A garantia da imputação delimitada é, portanto, uma garantia da sociedade e do acusado, contra denúncia ou queixa obscura, imprecisa e, conseguintemente, não delimitada. Caso a denúncia ou queixa abale a garantia da imputação delimitada e, por conseqüência, a garantia da ampla defesa e o direito fundamental à segurança pública (art. 1º, inc. III, art. 5º e art. 144, CF/88), será ela flagrantemente inconstitucional. [04]

Nesse sentido, posiciona-se o STF, entendo que, como consectário da necessidade de fundamentação das manifestações ministeriais (CF/88, art. 129, § 4º, c/c art. 93, inc.
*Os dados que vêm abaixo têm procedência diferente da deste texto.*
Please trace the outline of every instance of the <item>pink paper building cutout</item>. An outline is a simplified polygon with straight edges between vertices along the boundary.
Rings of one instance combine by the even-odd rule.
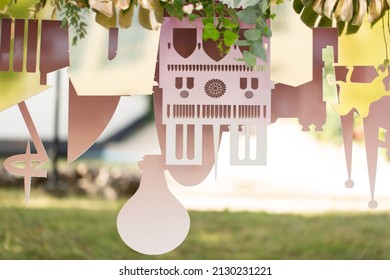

IX) e do princípio da obrigatoriedade da ação pública, é dever do Ministério Público formular denúncia juridicamente apta, ou seja, denúncia que não viole o aqui lançado (ao menos no que tange à nomenclatura) princípio ou garantia da imputação delimitada. Para o Pretório Excelso o Parquet não é só obrigado a intentar ação pública como também é obrigado a intentá-la juridicamente apta, proporcionando, assim, ampla defesa e proteção social pela correta aplicação da lei penal. (STF, n.º HC nº 73.590/SP e HC n.º 83.947/AM).
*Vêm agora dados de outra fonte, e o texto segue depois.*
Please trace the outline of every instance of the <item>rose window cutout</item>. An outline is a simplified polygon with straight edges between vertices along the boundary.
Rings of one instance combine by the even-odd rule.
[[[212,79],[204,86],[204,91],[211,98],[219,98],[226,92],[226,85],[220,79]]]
Forçoso esclarecer, apesar de tudo, que a concisão da denuncia ou queixa é "medida que se impõe, para não tornar a peça inicial do processo penal uma autêntica alegação final, avaliando provas e sugerindo jurisprudência aplicada" (NUCCI, 2006, p. 199), e que não exclui e nem mitiga a garantia da imputação delimitada, ao contrário, reforça-a. A peça deve conter uma imputação precisa e clara, delimitada, pois, isto é, dizer claramente o que o agente fez. Se envolver outros argumentos, tornará impossível o seu entendimento pelo réu, prejudicando a ampla defesa, ou até mesmo o seu entendimento pelo juiz, lesando o correto exercício da jurisdição. [05]
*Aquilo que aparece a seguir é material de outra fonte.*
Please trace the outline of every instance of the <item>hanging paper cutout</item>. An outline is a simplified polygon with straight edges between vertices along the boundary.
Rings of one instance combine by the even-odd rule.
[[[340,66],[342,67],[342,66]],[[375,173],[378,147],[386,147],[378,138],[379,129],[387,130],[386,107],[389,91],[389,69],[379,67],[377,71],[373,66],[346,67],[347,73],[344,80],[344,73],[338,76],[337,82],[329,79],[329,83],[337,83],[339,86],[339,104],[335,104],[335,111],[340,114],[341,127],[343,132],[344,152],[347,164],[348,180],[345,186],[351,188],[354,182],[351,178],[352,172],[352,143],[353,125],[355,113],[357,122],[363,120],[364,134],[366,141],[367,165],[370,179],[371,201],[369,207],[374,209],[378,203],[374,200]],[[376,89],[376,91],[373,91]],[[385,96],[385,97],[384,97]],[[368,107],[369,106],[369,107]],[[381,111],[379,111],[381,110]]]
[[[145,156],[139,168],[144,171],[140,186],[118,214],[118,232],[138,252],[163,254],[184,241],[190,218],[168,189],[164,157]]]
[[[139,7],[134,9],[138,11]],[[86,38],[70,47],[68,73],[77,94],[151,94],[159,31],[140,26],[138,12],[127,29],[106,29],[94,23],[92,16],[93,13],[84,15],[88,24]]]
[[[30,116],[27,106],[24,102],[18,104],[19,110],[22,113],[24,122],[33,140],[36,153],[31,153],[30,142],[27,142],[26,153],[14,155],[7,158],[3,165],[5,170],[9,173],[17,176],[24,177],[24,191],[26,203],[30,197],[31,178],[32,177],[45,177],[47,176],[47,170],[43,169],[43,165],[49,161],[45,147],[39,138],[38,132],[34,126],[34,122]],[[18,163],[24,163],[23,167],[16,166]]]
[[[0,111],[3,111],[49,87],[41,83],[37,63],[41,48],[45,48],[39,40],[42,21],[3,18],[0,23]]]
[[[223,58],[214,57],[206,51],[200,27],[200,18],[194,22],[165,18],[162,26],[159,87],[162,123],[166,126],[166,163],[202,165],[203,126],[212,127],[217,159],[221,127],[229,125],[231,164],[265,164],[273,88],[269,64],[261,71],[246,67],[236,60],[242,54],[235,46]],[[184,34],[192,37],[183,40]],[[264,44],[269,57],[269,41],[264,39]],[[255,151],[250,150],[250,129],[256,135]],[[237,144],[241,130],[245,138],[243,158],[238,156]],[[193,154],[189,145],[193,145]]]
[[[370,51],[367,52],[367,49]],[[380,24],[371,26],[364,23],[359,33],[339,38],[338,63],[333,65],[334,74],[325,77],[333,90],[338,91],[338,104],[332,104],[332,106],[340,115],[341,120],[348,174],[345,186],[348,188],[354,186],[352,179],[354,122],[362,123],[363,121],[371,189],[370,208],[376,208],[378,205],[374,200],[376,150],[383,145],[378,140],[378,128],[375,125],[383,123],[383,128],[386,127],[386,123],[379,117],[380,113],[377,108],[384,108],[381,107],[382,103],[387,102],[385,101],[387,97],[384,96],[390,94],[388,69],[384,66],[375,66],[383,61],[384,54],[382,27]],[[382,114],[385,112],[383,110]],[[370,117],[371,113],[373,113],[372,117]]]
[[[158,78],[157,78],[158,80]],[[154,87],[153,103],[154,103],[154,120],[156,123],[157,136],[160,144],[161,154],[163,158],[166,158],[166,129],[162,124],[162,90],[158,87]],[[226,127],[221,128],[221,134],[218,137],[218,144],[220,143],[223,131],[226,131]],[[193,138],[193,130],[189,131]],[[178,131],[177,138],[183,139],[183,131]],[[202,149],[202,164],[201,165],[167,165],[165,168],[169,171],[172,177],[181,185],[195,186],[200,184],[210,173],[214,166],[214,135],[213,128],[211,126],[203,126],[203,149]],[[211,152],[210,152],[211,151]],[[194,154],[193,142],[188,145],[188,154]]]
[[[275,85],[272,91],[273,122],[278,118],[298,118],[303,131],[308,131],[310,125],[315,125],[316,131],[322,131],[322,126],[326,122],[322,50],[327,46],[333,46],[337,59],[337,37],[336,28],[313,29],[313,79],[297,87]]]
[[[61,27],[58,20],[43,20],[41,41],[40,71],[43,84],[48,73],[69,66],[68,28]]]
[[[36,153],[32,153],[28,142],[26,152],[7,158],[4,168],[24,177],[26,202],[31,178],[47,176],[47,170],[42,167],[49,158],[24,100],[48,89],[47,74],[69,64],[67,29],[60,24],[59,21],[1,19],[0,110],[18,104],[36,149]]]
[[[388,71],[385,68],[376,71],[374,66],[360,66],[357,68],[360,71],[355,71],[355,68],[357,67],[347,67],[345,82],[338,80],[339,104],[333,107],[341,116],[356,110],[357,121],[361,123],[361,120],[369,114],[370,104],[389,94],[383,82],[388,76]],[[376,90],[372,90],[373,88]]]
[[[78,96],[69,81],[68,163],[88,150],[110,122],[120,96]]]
Posto isso, a fortiori, não só a falta de denúncia ou queixa (CPP, art. 564, inc. III, alínea "a") como também a denúncia ou queixa inconstitucional importa em nulidade de processo. "[...] A falta da exposição do fato criminoso equivale à própria inexistência da denúncia [ou queixa], o que acarreta a nulidade do processo". "[...] Se a deficiência descritiva acarreta prejuízo ao direito de defesa [também] há nulidade" (MEDEIROS, 1995, p. 84). E tal nulidade será, indubitavelmente, absoluta, pois atentatória, frontalmente, à Constituição.

Diante de uma denúncia ou queixa inconstitucional por vibração da garantia constitucional implícita da imputação delimitada, o melhor que tem o juiz a fazer (na verdade ele deverá fazer, respeitando, até mesmo, o due processo of law insculpido no art. 5º, inc. LIV, da CF/88) é rejeitá-la, dada a manifesta e mais grave inépcia, lançando mão, inclusive, da nova redação do art. 395, inc. I, do CPP, determinada pela Lei 11.719 de 2008.


Referências Bibliográficas:

BADARÓ, Gustavo Henrique Righi Ivahy. Direito Processual Penal. Tomo 1. Rio de Janeiro: Elsevier, 2008. 338 p.

______. Direito Processual Penal. Tomo 2. Rio de Janeiro: Elsevier, 2008. 318 p.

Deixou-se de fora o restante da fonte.